La prima delle due proposte di legge (C. 4444) si compone di 4 articoli. L'articolo 1 novella gli articoli 2 e 3 della legge n. 218 del 1988. Il comma 1 prevede la possibilità di concedere l'indennizzo per l'abbattimento non solo al proprietario dell'azienda, ma anche al conduttore, a condizione che tale possibilità sia contemplata nel rapporto contrattuale che tra essi intercorre. Il comma 2 esclude che l'indennità di abbattimento possa essere concessa a coloro che contravvengono ai provvedimenti assunti dalle autorità sanitarie. Il comma 3 prevede che, su richiesta delle regioni, l'AGEA possa anticipare agli allevatori le indennità ad essi spettanti.
L'articolo 2 introduce un credito d'imposta a favore degli imprenditori che, in presenza di provvedimenti dell'autorità competente, si impegnano ad attuare misure volontarie di prevenzione ed eradicazione dei focolai di infezione. L'articolo 3 prevede una serie di misure a favore delle imprese alle quali siano state applicate, sulla base di provvedimenti sanitari, misure di limitazione della movimentazione degli animali o di fermo aziendale. L'articolo 4 dispone in ordine alla copertura degli oneri.
L'altra proposta di legge (C. 4764) modifica in più parti l'articolo 2 ed inserisce gli articoli 10-bis e 10-ter della legge n. 218 del 1988. In primo luogo, analogamente a quanto previsto dalla proposta testé illustrata, il provvedimento estende l'ambito soggettivo dei beneficiari delle indennità (prevedendo che queste possano essere assegnate, oltre che al proprietario degli allevamenti, anche ai soggetti che conducono l'azienda) ed esclude che l'indennità di abbattimento possa essere concessa a coloro che contravvengono ai provvedimenti assunti dalle autorità sanitarie. Il provvedimento dispone, inoltre, la concessione di tre tipologie di aiuti (di prevenzione, di compensazione e combinati) in relazione ad epizoozie da cui siano derivate perdite di profitto o maggiorazioni di spese. La determinazione degli aiuti è rimessa al Ministro della salute, sentiti il Ministero delle politiche agricole e forestali e la Conferenza Stato-regioni.
Si tratta, dunque, di due proposte di legge che intendono intervenire soprattutto a favore del settore avicolo, che riveste come è noto una notevole importanza in Italia, e che è stato recentemente e duramente colpito dall'influenza aviaria. Esso, inoltre, si trova a fronteggiare una situazione di mercato tutt'altro che agevole, in cui le importazioni di polli tendono a causare un abbassamento dei prezzi. In questo periodo, sono emersi una serie di profili da migliorare nella legislazione che disciplina il settore, e in particolare nella legge n. 218 del 1988.
Rileva, in conclusione, che le proposte di legge in esame, per un verso, arricchiscono lo strumentario legislativo in essere e, per altro verso, dispongono alcune misure volte a consentire alle aziende colpite di uscire dalla situazione di difficoltà.

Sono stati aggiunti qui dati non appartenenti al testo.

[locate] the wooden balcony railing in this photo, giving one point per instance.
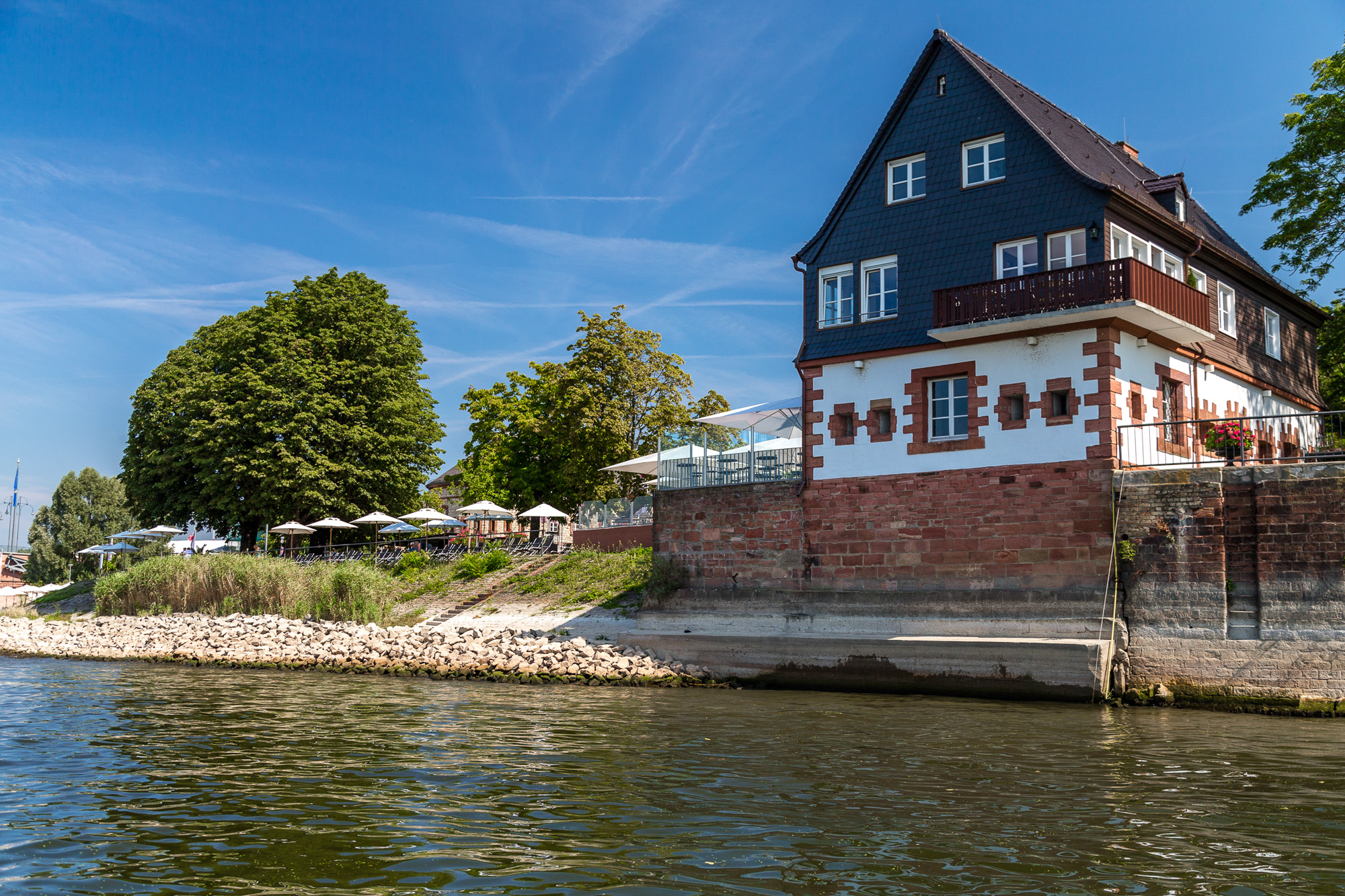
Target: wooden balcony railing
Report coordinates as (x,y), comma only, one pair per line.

Il sottosegretario Gianpaolo DOZZO osserva che le proposte di legge in esame si propongono entrambe di rivedere la legislazione nazionale vigente in materia e, in particolare, la legge n. 218 del 1988. Bisogna però considerare che esiste anche una normativa comunitaria, che talvolta tende ad essere applicata con due pesi e due misure, come mostra la recente approvazione, da parte della Commissione europea, di una serie di aiuti agli allevatori olandesi.
Fa poi presente che vi sono una serie di altre disposizioni legislative vigenti in materia che dovrebbero essere oggetto di modifica e che non vengono invece toccate da nessuna delle due proposte di legge in discussione, ma che vengono richiamate


Pag. 51

all'interno del piano per il settore avicolo predisposto dal Ministero delle politiche agricole e forestali. Si augura pertanto che di esse si tenga conto al momento di predisporre un testo unificato.
Dopo aver sottolineato che il settore avicolo è un settore che ha un forte bisogno di aiuti, ricorda che proprio in questo periodo si è avviata una campagna di informazione volta a promuovere il consumo del pollo, per il momento interamente finanziata a carico del Ministero delle politiche agricole e forestali.

Giacomo de GHISLANZONI CARDOLI, presidente, rinvia il seguito dell'esame ad altra seduta.

Agriturismo.
(C. 817 Molinari, C. 1085 de Ghislanzoni Cardoli, C. 1198 Losurdo, C. 2596 Rossiello e C. 2635 Rocchi).
(Seguito dell'esame e rinvio).

La Commissione prosegue l'esame, rinviato il 7 aprile 2004.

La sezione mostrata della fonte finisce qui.